One of the reasons I chose law school was to preserve career options. I did not know which area of law was best for me. I was hoping to find a particular niche where I could demonstrate passion and excellence. It took a while for me to focus on criminal defense. Previously, I had tried corporate law, civil litigation and criminal prosecution.
What do you consider to have been your big break?
Professionally, the Michael Jackson case was a big break for me. It was the most media-saturated case in world history. More accredited media covered the case than the American murder cases of O.J. Simpson and Scott Peterson combined.
What differences do you see in today's legal market compared to when you started?
Because of the troubled American economy, legal jobs are scarcer than when I graduated from law school. Additionally, American law school graduates are graduating with considerable debt. I attended a California state law school for $450 per semester. Today, law students in the California state system are spending approximately $40,000 per year to attend. However, because of technology, it has never been cheaper to open your own law office. When I graduated from law school, we assumed that you needed a physical law library, various assistants, etc, to practice law. Now, all of this can be accomplished online.
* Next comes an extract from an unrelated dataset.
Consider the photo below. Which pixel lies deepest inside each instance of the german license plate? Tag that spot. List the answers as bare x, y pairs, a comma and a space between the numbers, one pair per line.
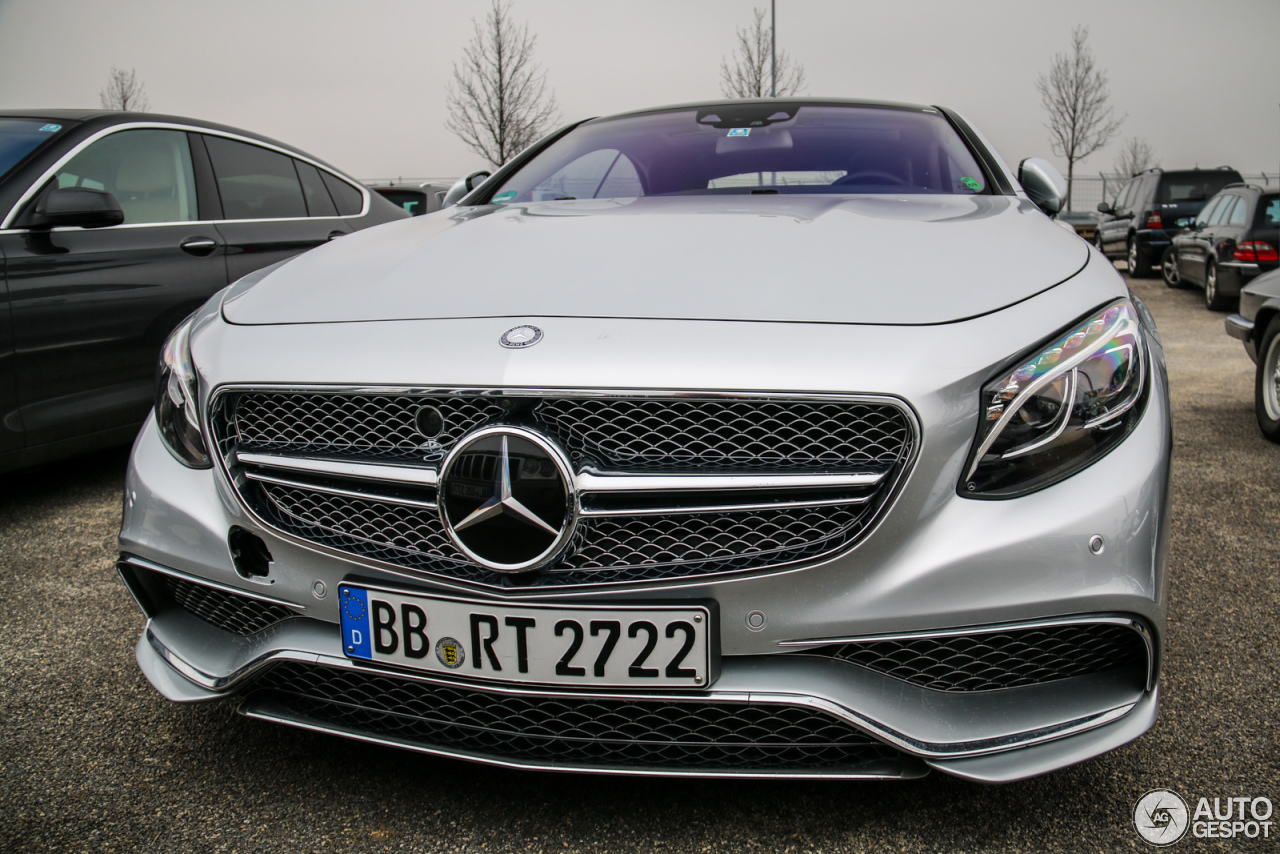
615, 645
What achievement are you most proud of?
Let me begin by stating that everyone’s case is the most important to them. I do not consider one life to be any more valuable than another. I am particularly proud of the fact that I chose compassion, humanity and justice over money in my career. I made a very specific decision that most lawyers were primarily motivated by money and considerably unhappy. This was not enough for me. Many years ago, I devoted myself to defending the poor and oppressed at considerable financial expense to me. I am very proud of this decision.
“The Michael Jackson case was a big break for me. It was the most media-saturated case in world history.”
What do you consider your greatest failure or regret?
Philosophically, I believe that the good and bad in life are interconnected. You cannot look at a good experience in isolation from the disappointing ones. One of the keys to a fulfilling life is to learn from the failure, embarrassments and regrets. Conversely, failures, regrets, etc, are directly related to the victories, successes and happy moments. At this stage in my life, I would not change anything given my blessings and advantages. However, if I had to change anything, I would have worried less about who I am and where I belong at younger stages of my life.
What law would you want to change, abolish or create?
I would like to abolish the death penalty. It is applied in a very unjust, arbitrary fashion in America. Mistakes are made and innocent people are executed. To me, the death penalty is nothing more than 'legislated revenge'.
Who is your legal hero?
I have a number of legal heroes. They include Earl Rogers, Clarence Darrow, William Kuntsler, Thurgood Marshall and Johnnie Cochran.
What career would you have in your second life?
The same one I chose. If I were forced to choose something else, it would have to have a humanitarian element. Perhaps, I would be a social worker. I also have fantasies of being a solitary, successful novelist.
How would you like to be remembered?
I would like to be remembered as a compassionate, decent individual who made a positive difference in people’s lives.